Though it no longer offers its sweepstakes-linked checking account, one credit union in the Midwest was an early practitioner of prize-linked checking in 2007. To qualify, people had to have both a checking account and a savings account. Account holders who carried high average balances, used bill pay or kept their debit card active earned more chances to win cash prizes.
Recently, Tyndall Federal Credit Union in Panama City, Fla., began offering its hybrid Xtreme Checking, a prize-linked checking account for which account holders are automatically awarded monthly prizes such as an Xbox, a Kindle Fire or a gift card. An account holder gets one entry into the drawing every time he uses his debit card during that month. The more often he uses his debit card, the greater opportunity he has to win, says Lisa Warnick, a marketing specialist at Tyndall.
Targeting Gen Y
The intention is to woo members of Generation Y, or the 70-plus million people born in the 1980s and late '90s, Warnick says. "Banking is becoming so commoditized; we were looking for something different to offer."
To woo members, prize-linked checking accounts usually come with several incentives. For example, Xtreme Checking offers ATM surcharge refunds, free mobile depositing, and free iPhone and Android apps.

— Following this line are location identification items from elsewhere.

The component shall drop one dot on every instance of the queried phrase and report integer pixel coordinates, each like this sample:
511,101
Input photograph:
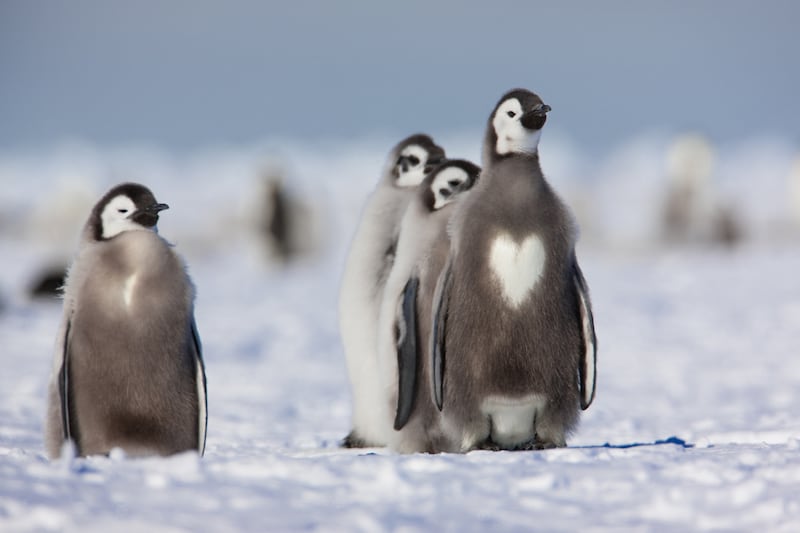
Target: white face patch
115,217
517,267
446,186
512,136
417,157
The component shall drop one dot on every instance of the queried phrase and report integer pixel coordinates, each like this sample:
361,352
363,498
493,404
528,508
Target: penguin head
447,181
412,159
516,124
126,207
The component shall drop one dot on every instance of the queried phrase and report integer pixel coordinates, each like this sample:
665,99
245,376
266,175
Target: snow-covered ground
695,426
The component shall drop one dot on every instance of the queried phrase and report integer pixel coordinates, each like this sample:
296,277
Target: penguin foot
534,444
352,440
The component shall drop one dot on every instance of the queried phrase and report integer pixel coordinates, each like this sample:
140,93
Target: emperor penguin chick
128,370
406,320
367,267
514,343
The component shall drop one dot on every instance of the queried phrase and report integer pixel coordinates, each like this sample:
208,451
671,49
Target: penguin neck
516,165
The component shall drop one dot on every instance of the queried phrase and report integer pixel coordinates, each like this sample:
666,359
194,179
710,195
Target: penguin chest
517,266
129,290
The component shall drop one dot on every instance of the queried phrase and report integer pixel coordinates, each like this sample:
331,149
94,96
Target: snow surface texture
695,425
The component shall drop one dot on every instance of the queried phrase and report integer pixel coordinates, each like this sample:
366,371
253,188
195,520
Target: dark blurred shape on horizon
191,74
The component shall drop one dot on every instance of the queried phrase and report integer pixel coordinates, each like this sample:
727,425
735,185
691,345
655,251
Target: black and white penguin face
448,181
517,122
126,207
416,156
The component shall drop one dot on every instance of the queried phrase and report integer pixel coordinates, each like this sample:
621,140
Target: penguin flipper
64,386
441,298
202,398
407,355
587,366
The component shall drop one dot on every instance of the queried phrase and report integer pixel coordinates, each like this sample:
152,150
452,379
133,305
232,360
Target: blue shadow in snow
669,440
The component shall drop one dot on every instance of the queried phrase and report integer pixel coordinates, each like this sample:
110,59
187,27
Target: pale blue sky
191,74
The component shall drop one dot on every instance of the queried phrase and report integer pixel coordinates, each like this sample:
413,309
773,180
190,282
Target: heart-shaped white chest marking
517,267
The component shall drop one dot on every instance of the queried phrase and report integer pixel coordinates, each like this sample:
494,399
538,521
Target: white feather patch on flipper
517,266
589,359
128,288
201,414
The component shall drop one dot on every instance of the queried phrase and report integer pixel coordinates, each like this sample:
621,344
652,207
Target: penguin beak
433,163
148,217
536,117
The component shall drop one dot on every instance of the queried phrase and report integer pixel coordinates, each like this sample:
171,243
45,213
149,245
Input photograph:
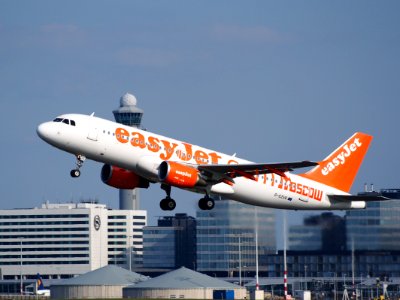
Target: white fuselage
141,152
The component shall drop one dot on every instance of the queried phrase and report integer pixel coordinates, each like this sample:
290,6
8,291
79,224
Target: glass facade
377,227
219,231
159,245
319,264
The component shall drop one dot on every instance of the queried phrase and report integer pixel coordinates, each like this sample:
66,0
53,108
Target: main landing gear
79,162
167,203
206,203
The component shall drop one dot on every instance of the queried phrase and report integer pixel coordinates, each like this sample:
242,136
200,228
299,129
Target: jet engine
121,178
179,175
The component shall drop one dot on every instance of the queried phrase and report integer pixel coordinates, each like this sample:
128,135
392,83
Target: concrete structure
378,226
64,240
182,283
171,244
323,232
311,264
128,114
226,238
103,283
125,238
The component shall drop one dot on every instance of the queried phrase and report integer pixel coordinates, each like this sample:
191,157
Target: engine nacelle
122,179
179,175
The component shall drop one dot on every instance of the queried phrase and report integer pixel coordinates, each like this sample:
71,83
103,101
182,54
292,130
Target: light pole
20,268
240,264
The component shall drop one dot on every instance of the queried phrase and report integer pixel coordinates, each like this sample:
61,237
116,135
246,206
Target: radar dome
128,100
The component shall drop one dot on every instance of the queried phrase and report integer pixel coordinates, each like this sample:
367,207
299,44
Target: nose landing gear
79,162
167,203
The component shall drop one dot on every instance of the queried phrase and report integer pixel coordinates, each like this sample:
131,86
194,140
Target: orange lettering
214,158
153,144
169,150
188,155
137,140
201,157
122,135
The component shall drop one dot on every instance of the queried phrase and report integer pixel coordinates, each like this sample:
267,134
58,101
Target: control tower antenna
131,115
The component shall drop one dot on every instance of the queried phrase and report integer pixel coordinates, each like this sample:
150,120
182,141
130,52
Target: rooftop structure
324,232
64,240
226,240
182,283
171,244
106,282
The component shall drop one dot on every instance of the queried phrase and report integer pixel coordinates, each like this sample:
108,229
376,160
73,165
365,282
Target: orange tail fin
340,168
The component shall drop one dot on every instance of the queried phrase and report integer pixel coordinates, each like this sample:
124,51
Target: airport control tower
128,114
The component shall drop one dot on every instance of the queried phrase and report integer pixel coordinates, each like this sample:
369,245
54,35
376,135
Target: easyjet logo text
165,148
341,157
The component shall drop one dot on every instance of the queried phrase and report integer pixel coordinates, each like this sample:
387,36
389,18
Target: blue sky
271,81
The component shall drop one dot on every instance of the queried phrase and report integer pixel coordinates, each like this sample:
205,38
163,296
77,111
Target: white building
63,240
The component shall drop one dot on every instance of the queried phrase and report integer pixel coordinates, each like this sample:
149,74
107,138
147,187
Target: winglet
340,168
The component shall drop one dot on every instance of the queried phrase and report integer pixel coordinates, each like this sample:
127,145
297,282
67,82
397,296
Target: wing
358,197
249,170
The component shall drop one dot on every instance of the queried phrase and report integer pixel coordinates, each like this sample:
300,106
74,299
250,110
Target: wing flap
255,169
365,198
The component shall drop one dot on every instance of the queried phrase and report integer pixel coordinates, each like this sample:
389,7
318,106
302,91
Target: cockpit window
65,121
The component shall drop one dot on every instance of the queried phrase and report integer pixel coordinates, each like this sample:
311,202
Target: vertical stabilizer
340,168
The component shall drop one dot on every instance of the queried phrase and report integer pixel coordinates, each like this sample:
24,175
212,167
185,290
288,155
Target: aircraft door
93,134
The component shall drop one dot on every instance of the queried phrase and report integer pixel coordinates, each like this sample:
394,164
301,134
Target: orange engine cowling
179,175
121,178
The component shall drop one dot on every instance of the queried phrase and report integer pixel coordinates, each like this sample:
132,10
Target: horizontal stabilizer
365,198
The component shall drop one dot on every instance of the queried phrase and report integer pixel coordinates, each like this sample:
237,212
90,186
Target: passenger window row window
66,121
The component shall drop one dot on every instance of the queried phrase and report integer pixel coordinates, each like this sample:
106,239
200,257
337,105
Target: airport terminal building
63,240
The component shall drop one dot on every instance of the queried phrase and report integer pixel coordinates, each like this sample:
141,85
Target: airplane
40,290
134,158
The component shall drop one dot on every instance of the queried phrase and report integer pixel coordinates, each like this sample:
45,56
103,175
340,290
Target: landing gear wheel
167,204
75,173
206,203
79,162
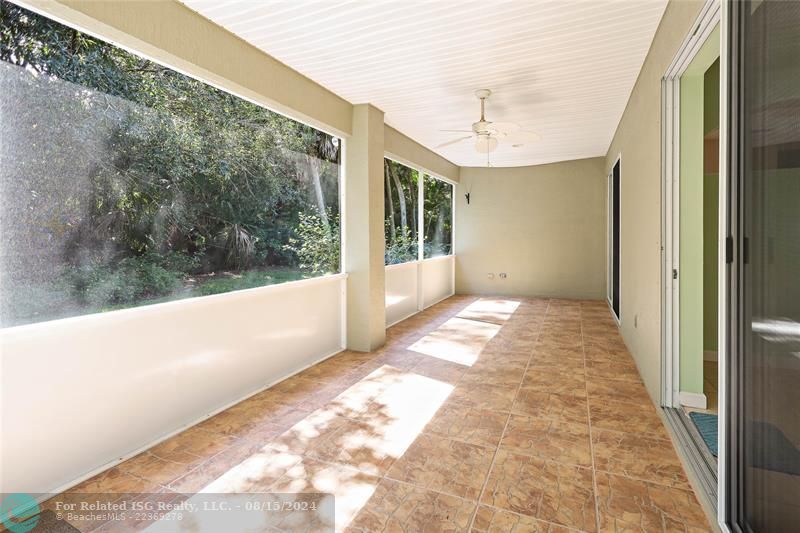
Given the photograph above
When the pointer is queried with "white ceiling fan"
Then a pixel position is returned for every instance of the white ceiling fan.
(488, 135)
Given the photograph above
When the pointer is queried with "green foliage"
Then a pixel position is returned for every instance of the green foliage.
(100, 285)
(317, 244)
(401, 248)
(191, 187)
(246, 280)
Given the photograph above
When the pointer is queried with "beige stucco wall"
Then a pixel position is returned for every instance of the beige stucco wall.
(406, 150)
(638, 140)
(543, 225)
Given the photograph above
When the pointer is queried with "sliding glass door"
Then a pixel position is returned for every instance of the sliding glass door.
(614, 238)
(764, 404)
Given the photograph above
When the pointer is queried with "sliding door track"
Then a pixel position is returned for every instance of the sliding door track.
(701, 461)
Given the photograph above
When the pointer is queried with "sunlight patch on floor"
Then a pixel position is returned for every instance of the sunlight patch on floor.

However, prize-linked checking isn't without its "gotchas." There are restrictions and a long list of contest rules to meet.
One downside is that transaction-based prizes encourage more debit card spending, says Adam Rust, research director for the nonprofit Reinvestment Partners in Durham, N.C. That same money might be better spent on savings, he says.
Rogers agrees. He says consumers need to act responsibly when using sweepstakes-linked debit cards. "Read the fine print, and look closely at fees," he says. For example, guidelines for Tyndall's Xtreme account require customers to make at least 15 debit card transactions in a month before qualifying for ATM refunds for that month.
Prize-linked savings accounts
Gamification of bank accounts first gained traction with prize-linked savings accounts, which give consumers a chance to win a prize just for saving money. Michigan Credit Union League launched its prize-linked savings accounts in the Save to Win program in 2009. So far in 2013, 38 Michigan credit unions were taking part in the program.
The Save to Win accounts require $25 deposits to enter the sweepstakes. Savers earn one raffle ticket for every additional $25 saved. Fifty $50 prizes were awarded monthly, January through April, while 75 $50 prizes are being awarded monthly, May through December. The annual grand prize is 10 awards each of $10,000.
Prize-linked savings accounts have since spread to several other states such as Washington and North Carolina, says Rogers, whose firm helped design the programs. They have changed their state laws to allow savings accounts to be linked to lotteries. "These accounts help people save money who didn't save before," he says.
In 2012, 15,000 participants in the Save to Win program collectively saved $43.6 million, according to the Michigan Credit Union League.
Compared to prize-linked savings programs, experts are skeptical about prize-linked checking. It's smarter to opt for prize-linked savings accounts, since they encourage good savings behaviors, Kelbick says. "You're just parking money and not making transactions."